The two leaders had a tense meeting yesterday over the controversial vote by the Greek Cypriot parliament. The proposal was tabled by the far-right Elam, which is affiliated with the Neo-Nazi Golden Dawn in Greece. Only communist AKEL voted against the proposal. Anastasiadis’ party DISY abstained allowing the proposal to be approved.

It is understood that Greek Cypriot leader Nikos Anastasiades left the meeting room in fury during yesterday’s face-to-face meeting. Akinci in turn, stormed out of the building and returned to his office.

“Today we were told that we were exaggerating the issue and overreacting,” Akinci told journalists. “I believe that we even underreacted. There is no logic and no explanation to take a decision during the most critical period of negotiations to add Enosis, which is the reason for all this pain and tragedy, to the list of memorial days for schools as if it is something to be blessed… Instead of understanding us and correcting this step, the Greek Cypriot leader shut the door and left. “When they correct what they created themselves, the door is there for them to open and come back in.”
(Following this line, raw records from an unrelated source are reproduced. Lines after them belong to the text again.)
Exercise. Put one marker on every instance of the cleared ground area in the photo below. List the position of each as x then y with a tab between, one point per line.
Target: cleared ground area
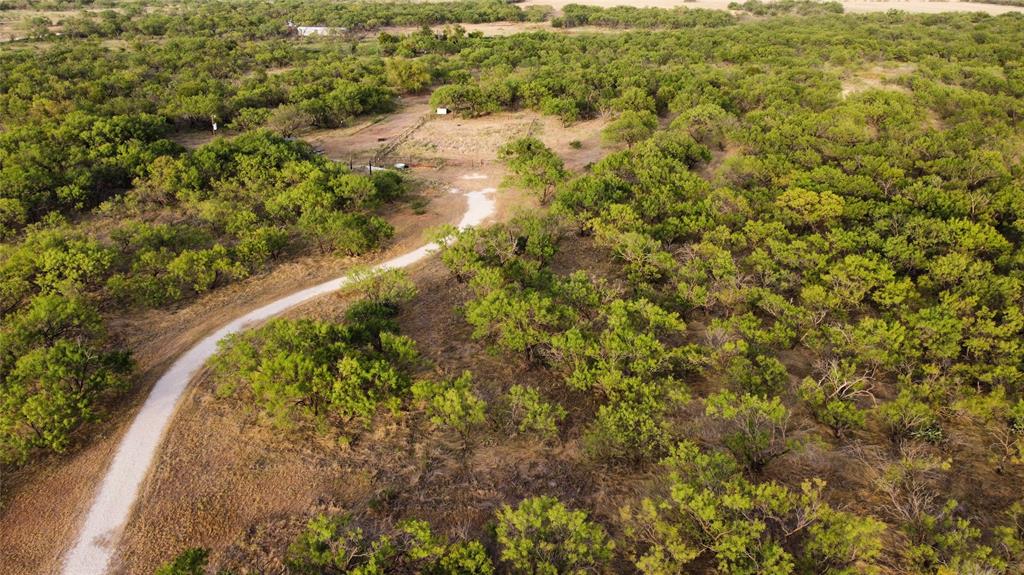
855	6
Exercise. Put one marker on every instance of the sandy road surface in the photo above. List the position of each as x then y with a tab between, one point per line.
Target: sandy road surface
98	536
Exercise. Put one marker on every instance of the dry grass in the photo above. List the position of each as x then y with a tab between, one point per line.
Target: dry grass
854	6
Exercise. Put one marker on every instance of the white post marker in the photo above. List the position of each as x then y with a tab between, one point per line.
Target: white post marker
107	518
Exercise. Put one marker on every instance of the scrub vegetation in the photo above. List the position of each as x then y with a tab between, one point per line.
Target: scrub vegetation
776	328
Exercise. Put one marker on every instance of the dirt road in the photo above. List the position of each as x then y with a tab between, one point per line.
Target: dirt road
110	511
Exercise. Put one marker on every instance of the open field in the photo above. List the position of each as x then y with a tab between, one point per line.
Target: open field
158	337
717	293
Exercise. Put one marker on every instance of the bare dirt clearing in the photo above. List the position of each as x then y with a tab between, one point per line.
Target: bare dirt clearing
853	6
880	77
47	523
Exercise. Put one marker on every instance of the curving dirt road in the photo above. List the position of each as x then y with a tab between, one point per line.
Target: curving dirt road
111	509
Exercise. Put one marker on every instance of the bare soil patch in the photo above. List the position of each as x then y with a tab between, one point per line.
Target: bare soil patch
881	77
854	6
477	139
46	501
228	480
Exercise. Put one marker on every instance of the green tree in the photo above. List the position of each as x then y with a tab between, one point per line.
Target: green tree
631	127
532	414
754	429
452	402
534	166
541	536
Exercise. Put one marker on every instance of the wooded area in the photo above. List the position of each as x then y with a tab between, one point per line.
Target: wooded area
796	339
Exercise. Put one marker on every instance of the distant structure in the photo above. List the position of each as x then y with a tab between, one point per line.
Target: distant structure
315	30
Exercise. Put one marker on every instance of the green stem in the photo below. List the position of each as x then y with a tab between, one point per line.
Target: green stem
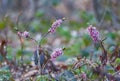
43	38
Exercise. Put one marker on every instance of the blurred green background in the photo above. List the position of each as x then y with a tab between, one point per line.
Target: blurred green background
38	15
Last week’s vote by the Greek Cypriot parliament led to a collective hysteria and backlash among the vast majority of Turkish Cypriots, who consider the Enosis aim as the reason behind the inter-communal clashes in the 1960s that saw them withdraw from all state organs and move into enclaves throughout the island. A Greek-backed coup aimed at Enosis resulted in the Turkish military intervention in July 1974.

“Raising the issue of the Enosis petition now, serves nothing but to multiply the anxiety of the Turkish Cypriot community, which lived the most part of the 20th century with the fear of Enosis,” said Niyazi Kizilyurek. “In the eyes of Turkish Cypriots, Enosis is an existential threat.”

In an open-book petition in January 1950, 96 percent of Greek Cypriots had given their signatures in favour of union with Greece. Turkish Cypriots had boycotted the petition with only about 45 participating.

According to Prof. Ahmet Sozen, the crisis arising from the vote highlights the lack of understanding between the two communities and the grave need for actual peace building in Cyprus.
 

“The majority of Greek Cypriots including the political elite don’t know the effect of the word ‘Enosis’ on Turkish Cypriots,” said Sozen. “They have past traumas and dominant narratives that lead to an existential anxiety in relation with Enosis… For Greek Cypriots however, Enosis has nothing to do with Turkish Cypriots. It symbolizes a communal struggle against colonialism, against the British rule… The majority in both communities is not in touch with each others’ fears, traumas and concerns.”